3-12「戦術思考」
同日19時28分―――
あの鉢合わせから数十分後。
ゼスとシェリーは軽装に着替えて、宿屋と併設している食堂へと足を運んでいた。
大衆用に造られた食堂は、丸い大型テーブルが大半を占め、カウンター席と個別席は少数派として置かれている。

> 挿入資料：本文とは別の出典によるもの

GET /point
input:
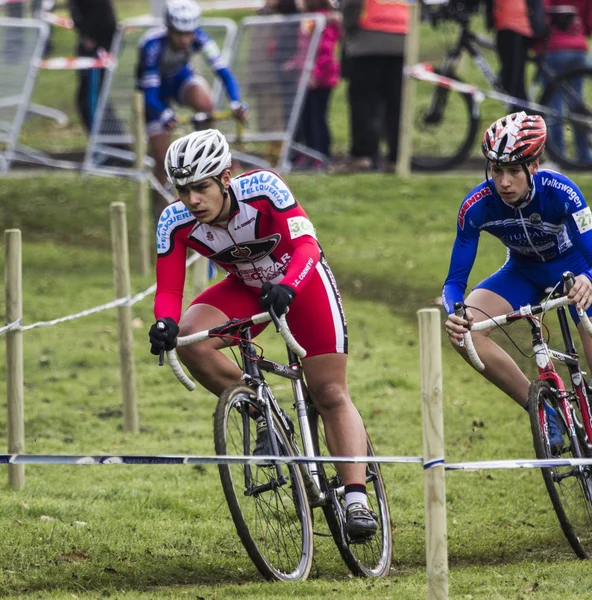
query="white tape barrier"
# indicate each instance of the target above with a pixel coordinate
(82, 459)
(74, 459)
(17, 325)
(104, 61)
(425, 72)
(56, 20)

三十人は入れる広さであり、既に二人の後から宿泊の手続きをしてきた数人の冒険者達が広いテーブルへと腰掛けて、乾杯の音頭をとっていた。
ゼス達は集団の邪魔にならないように、窓際の二人席を陣取って、運ばれてきた食事に手を付けていた。
「……」
「……」
無言。
彼らの周りには、近くの喧騒と食器の音だけが無情に響く。
運ばれてきたトレイの上には、女将が言った通りの鶏肉の串焼きと野菜、スープとパンが載せられた皿がそれぞれある。
ゼスは串をそのまま持って直接食べているが、シェリーは態々フォークとナプキンを使って鶏肉を串から全部外して一個ずつ口に入れている。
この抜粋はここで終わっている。